It would have been obvious to one of ordinary in the art before the effective filing date of the claimed invention to have modified Bai to incorporate the teachings of Saito, and apply the motion segments into the Bai’s teachings for dividing the continuous latent space into a plurality of segments, encoding each segment of the plurality of segments, and mapping each encoded segment into a discrete representation of the discrete latent space.
The same motivation that was utilized in the rejection of claim 8 applies equally to this claim.

Regarding claim 12, Bai in view of Saito, discloses the computer-implemented method of claim 8, and discloses the method  further comprising:
combining, by the processor, a third feature vector with the discrete latent space, wherein the third feature vector represents an emotional characteristic of a subject of the at least one video (Bai- ¶0018, at least discloses the first feature is one of a positive attitude, a negative attitude, and a neutral attitude [emotional characteristics];  ¶0152, at least discloses The facial images of the real listeners were collected under different primary features, which included positive attitude, negative attitude, and neutral attitude; ¶0202, at least discloses the listener decoder is used to decode the predicted video frame into a vector containing two feature vectors).

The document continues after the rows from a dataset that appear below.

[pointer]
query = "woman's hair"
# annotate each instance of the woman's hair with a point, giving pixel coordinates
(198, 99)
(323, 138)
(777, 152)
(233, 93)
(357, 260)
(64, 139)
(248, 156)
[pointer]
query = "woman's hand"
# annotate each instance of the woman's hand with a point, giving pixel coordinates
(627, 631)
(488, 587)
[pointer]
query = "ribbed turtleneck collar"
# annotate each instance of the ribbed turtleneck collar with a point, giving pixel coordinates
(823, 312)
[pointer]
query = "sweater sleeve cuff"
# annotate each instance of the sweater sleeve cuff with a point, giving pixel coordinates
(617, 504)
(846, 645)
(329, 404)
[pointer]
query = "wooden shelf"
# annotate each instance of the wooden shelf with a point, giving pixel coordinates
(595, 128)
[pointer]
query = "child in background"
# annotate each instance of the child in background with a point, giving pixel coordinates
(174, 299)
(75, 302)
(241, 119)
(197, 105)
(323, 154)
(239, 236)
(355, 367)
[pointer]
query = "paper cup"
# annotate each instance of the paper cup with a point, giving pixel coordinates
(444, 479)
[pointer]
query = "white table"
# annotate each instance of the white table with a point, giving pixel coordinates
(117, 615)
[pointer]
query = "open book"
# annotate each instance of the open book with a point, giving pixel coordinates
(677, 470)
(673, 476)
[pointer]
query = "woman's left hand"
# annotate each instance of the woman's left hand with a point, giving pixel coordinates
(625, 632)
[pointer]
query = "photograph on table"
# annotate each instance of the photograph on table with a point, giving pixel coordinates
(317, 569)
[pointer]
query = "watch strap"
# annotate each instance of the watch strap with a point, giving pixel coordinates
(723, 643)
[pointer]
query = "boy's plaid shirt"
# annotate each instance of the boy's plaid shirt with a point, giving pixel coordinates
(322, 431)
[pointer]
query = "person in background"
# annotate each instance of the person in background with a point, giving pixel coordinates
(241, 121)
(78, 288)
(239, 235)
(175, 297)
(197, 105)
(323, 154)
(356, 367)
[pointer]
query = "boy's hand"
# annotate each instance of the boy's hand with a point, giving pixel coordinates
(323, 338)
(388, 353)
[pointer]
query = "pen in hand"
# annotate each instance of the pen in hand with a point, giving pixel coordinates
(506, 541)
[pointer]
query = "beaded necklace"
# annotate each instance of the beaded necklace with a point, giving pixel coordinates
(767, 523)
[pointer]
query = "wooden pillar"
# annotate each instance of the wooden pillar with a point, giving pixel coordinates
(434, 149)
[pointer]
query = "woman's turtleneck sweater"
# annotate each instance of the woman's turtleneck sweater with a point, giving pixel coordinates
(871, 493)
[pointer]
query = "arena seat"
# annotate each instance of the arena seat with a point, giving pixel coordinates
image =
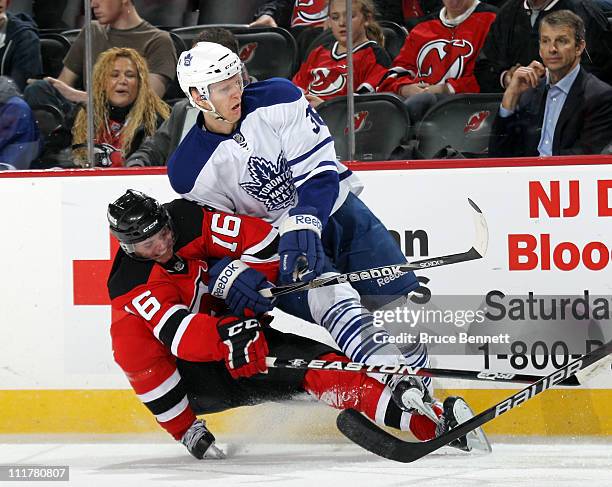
(48, 117)
(395, 35)
(53, 49)
(381, 125)
(173, 91)
(71, 34)
(169, 12)
(228, 11)
(266, 51)
(460, 121)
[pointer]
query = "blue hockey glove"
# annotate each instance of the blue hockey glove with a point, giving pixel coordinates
(300, 249)
(238, 285)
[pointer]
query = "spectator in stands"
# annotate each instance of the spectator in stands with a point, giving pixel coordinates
(156, 149)
(291, 13)
(19, 137)
(19, 46)
(557, 108)
(324, 74)
(438, 56)
(513, 40)
(407, 12)
(126, 109)
(305, 20)
(118, 25)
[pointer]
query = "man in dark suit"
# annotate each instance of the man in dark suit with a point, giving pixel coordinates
(556, 108)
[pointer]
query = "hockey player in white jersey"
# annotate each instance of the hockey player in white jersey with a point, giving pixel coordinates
(263, 151)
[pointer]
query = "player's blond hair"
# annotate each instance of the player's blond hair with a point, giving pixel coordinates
(144, 112)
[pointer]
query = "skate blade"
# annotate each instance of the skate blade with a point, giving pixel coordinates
(588, 373)
(477, 441)
(214, 453)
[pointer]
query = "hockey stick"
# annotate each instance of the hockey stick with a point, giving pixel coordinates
(366, 434)
(477, 251)
(298, 363)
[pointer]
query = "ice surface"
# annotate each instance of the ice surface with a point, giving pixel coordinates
(315, 465)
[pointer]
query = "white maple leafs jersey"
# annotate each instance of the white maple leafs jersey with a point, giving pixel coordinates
(280, 155)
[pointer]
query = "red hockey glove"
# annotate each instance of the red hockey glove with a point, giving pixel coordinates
(244, 345)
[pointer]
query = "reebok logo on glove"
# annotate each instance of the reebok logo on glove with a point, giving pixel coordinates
(308, 220)
(226, 278)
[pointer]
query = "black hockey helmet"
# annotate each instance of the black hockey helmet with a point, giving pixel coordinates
(135, 217)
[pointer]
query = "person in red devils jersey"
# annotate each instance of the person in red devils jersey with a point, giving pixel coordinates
(324, 74)
(183, 351)
(291, 13)
(439, 54)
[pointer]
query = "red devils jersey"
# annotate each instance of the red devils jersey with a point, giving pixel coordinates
(436, 53)
(325, 72)
(173, 299)
(309, 12)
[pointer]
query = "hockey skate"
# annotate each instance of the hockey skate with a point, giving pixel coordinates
(200, 442)
(455, 412)
(411, 395)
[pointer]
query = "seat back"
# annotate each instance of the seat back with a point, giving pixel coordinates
(266, 51)
(173, 90)
(167, 12)
(228, 11)
(71, 34)
(48, 117)
(53, 50)
(395, 36)
(381, 125)
(461, 121)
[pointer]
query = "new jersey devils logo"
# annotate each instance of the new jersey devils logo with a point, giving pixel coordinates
(443, 59)
(309, 11)
(326, 82)
(360, 122)
(475, 121)
(247, 52)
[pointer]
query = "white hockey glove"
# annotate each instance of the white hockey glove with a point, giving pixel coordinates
(300, 248)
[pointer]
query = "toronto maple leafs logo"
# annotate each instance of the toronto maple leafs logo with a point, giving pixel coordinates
(271, 182)
(296, 363)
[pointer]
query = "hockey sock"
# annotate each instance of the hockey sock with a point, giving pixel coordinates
(161, 390)
(346, 390)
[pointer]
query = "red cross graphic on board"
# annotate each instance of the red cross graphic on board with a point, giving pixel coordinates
(89, 279)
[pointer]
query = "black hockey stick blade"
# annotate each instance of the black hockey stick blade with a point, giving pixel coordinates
(478, 250)
(369, 436)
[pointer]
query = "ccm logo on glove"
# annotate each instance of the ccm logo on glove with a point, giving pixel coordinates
(243, 325)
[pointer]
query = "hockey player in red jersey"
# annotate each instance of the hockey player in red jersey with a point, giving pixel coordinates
(185, 353)
(324, 74)
(439, 54)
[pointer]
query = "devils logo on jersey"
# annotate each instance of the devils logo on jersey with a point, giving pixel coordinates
(326, 82)
(309, 12)
(443, 59)
(272, 182)
(247, 52)
(475, 121)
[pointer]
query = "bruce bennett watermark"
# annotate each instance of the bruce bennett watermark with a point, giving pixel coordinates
(427, 338)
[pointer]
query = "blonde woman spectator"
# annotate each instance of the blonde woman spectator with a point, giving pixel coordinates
(324, 74)
(126, 109)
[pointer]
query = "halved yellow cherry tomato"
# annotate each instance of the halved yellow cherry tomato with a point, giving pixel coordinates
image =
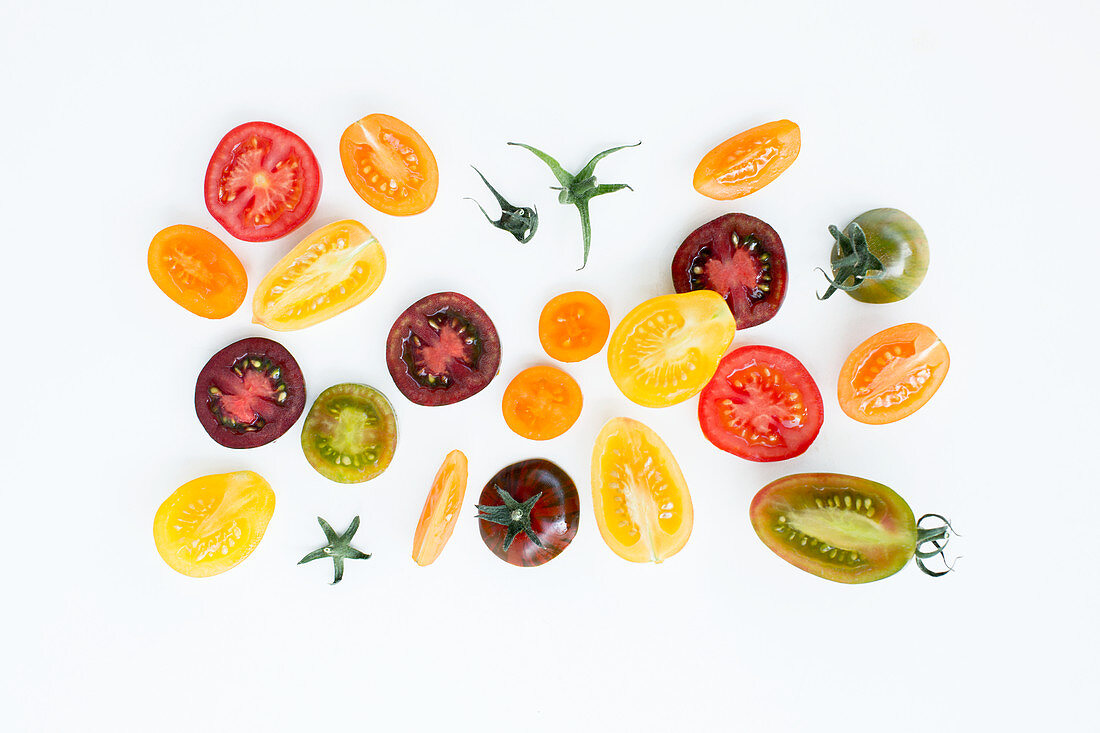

Regarding claim 13, Bai in view of Saito, discloses the computer-implemented method of claim 8, and further discloses wherein decoding the discrete latent space into the plurality of coefficients (see Claim 8 rejection for detailed analysis) comprises decoding one or more geometrical features of at least one image of the plurality of images (Bai- ¶0117, at least discloses Based on the first pose expression features, anthropomorphic features, and the first feature, a virtual prediction network is used to predict and decode to determine the multi-frame pose expression features of the virtual object […] the next predicted video frame is decoded by the second processing module to determine the next posture and expression feature of the virtual object corresponding to the next predicted video frame; prediction and decoding are continued using the next posture and expression feature and the next frame anthropomorphic feature in the multi-frame anthropomorphic features until the last posture and expression feature of the virtual object corresponding to the last predicted video frame is obtained, thereby obtaining the multi-frame posture and expression features of the virtual object;  ¶0202-0204, at least discloses the listener decoder is used to decode the predicted video frame into a vector containing two feature vectors: representing the expression and representing the pose (rotation and translation) […] Where represents the predicted facial expression, represents the predicted pose (rotation and translation); Dm and LSTM are both components in the listener decoder used to generate multi-frame pose and facial expression features).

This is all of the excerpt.